Affaires de Propriété Intellectuelle : quand les titulaires de droits se rebellent !

Conserver ses droits de propriété intellectuelle, c’est indispensable. Pour les finances, pour l’exploitation des produits et services, pour la réputation, bref, les droits de propriété intellectuelle sont essentiels à la vie des affaires.

Aussi bien du côté du copyright que du côté du droit français, les droits de propriété intellectuelle sont fortement encadrés, protégeant ainsi les titulaires. En propriété littéraire et artistique cependant, il est important de noter que la logique diffère un peu en copyright, les juges anglo-saxons privilégiant l’économie à la protection de l’auteur grâce à la notion de « fair use » (comprenons en français « utilisation loyale ») via notamment une acceptation plus large des exceptions, a contrario du droit d’auteur français qui opte pour des droits larges et une liste restreinte des exceptions au respect de ces droits. Mais la contrefaçon est condamnée de la même manière en droit anglo-saxon qu’en droit français. Revenons un peu plus dans le détail sur ces deux affaires.

Ubisoft accuse donc Apple et Google d’avoir autorisé la vente d’un jeu plagiant leur célèbre licence esport : Rainbow Six Siege et s’oppose donc à l’exploitation illégitime (et donc à la commercialisation) de ce jeu. Et force est de constater que cette copie est plutôt flagrante lorsqu’on regarde les deux gameplays côte à côte. Avant de rentrer dans le vif du sujet, rappelons que ce litige, même si l’éditeur est français, est porté devant les tribunaux américains puisqu’en l’espèce, Ubisoft n’attaque pas le développeur (chinois) mais les plateformes d’applications des deux GAFAM que sont Google et Apple, américaines. C’est donc le régime anglo-saxon du US Code qui s’applique.

Et que dit-il ? Le paragraphe 106 du US Code énumère les droits exclusifs conférés à l’auteur qui a, entre autres, seul le droit de reproduire son œuvre (reproduction right), d’en distribuer des copies (distribution right) ou de représenter son œuvre au public (display right). Donc, Ejoy, en copiant certains éléments flagrants du jeu d’Ubisoft ne respecte pas ce « reproduction right », mais également, Google et Apple, en acceptant de le diffuser, ne respectent pas non plus le « distribution right », deux droits fondamentaux en matière de copyright ! Au final, cette affaire aura vite été oubliée : l’éditeur du jeu Area F2 (Ejoy donc), a retiré de toutes les plateformes la licence litigieuse avant même que les tribunaux se saisissent de l’affaire. Et fort heureusement car il paraissait évident que les plateformes et l’éditeur chinois allaient être condamnés pour violation des droits d’auteur d’Ubisoft.  

Pour Manchester United, l’affaire porte sur l’utilisation, par le jeu Football Manager, d’un écusson simplifié et du nom du club (sans modification) à titre gracieux et sans que Manchester United ait donné son autorisation.
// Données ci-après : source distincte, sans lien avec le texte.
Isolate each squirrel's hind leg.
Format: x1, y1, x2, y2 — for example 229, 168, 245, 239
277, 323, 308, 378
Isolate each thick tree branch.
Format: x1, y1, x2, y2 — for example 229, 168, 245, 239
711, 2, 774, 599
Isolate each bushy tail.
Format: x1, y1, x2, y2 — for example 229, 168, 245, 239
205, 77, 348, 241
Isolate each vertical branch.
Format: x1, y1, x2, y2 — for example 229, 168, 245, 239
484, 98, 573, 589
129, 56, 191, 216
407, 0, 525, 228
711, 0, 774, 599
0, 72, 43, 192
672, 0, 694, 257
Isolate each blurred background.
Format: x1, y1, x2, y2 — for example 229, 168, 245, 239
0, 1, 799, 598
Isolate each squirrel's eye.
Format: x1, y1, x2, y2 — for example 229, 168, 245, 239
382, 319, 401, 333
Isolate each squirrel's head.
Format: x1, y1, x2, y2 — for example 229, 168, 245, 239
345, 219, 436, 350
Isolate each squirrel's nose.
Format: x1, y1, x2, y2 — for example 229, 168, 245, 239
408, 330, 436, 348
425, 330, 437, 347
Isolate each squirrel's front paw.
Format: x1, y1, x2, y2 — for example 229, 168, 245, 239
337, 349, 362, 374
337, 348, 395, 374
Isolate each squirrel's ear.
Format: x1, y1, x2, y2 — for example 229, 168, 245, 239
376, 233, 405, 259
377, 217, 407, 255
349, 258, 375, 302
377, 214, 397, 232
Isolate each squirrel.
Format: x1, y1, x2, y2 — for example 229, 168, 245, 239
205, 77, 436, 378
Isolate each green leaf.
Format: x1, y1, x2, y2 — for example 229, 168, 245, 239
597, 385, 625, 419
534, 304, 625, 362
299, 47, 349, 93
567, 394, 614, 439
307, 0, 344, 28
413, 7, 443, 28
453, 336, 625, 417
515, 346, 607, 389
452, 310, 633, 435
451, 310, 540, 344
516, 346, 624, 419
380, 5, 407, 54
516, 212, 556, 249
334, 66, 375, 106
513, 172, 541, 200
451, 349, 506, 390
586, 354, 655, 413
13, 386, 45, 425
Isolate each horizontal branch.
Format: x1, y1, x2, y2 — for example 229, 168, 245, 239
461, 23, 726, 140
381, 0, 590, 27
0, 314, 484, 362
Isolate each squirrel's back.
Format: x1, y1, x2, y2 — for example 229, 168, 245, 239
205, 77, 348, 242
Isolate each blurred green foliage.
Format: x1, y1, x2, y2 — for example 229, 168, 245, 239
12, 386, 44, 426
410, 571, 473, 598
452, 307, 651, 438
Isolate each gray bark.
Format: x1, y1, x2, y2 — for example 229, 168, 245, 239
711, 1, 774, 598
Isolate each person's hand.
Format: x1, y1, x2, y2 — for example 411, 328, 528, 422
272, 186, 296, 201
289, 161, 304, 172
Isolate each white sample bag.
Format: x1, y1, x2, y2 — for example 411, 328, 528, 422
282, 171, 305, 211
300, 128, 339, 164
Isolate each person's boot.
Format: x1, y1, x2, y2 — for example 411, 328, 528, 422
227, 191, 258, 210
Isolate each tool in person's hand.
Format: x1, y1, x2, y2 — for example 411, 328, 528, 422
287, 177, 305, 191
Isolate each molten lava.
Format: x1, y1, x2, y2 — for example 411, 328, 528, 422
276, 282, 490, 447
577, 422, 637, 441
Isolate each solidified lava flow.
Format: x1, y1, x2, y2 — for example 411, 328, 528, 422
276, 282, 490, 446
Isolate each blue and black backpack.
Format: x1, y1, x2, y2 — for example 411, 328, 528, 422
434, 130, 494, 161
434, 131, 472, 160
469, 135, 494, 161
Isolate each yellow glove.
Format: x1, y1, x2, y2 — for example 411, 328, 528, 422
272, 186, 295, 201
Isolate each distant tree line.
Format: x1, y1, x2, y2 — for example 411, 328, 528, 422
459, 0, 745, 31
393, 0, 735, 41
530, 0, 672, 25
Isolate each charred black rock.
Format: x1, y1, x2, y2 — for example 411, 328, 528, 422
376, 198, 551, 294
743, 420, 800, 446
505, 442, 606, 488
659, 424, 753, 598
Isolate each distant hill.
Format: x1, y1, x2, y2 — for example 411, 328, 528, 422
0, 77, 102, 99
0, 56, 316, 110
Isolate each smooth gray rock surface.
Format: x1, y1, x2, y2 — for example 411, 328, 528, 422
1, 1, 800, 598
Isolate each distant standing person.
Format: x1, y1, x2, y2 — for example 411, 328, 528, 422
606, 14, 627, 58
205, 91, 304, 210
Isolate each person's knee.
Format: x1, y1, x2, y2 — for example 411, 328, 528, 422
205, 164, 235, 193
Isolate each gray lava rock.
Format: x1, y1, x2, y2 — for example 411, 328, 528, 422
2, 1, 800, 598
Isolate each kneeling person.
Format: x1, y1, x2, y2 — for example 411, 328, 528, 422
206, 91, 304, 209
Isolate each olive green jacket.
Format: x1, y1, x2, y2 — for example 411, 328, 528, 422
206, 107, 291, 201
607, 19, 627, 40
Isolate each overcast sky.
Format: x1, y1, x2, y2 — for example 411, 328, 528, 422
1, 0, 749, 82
En droit des marques, il s’agit donc d’une exploitation illicite du signe distinctif et du nom, tous deux déposés à titre de marque.

Il s’agit là encore d’une compétence attribuée aux tribunaux anglo-saxon.

Alors quel est le régime du droit des marques en Grande-Bretagne ? C’est sensiblement le même qu’en France, en réalité. Ainsi, selon l’article 9 du Trade Marks Act de 1994, le propriétaire de la marque dispose de droits exclusifs sur la marque qu’il a déposée. Toute utilisation de cette marque dans la vie des affaires sans le consentement de son propriétaire est une violation des droits exclusifs de ce dernier. Cette violation est aggravée lorsque, selon l’article 10, il existe un risque de confusion dans l’esprit du public, comprenant un risque d’association avec la marque.  Ainsi, le droit exige que la personne (physique ou morale) souhaitant utiliser une marque protégée demande une licence d’utilisation à son propriétaire. Cependant, depuis 1992, le club de football a toujours été présent dans le jeu, sans pour autant poser problème. Dans tous les cas, le club est en droit de demander une indemnisation ou le retrait de ses marques pour utilisation illicite de ces dernières en l’absence de tout accord expresse, même si l’acceptation tacite de ce dernier durant toutes ces années ne jouera pas en sa faveur, le système anglo-saxon reposant sur le système du « fair use » énoncé plus haut.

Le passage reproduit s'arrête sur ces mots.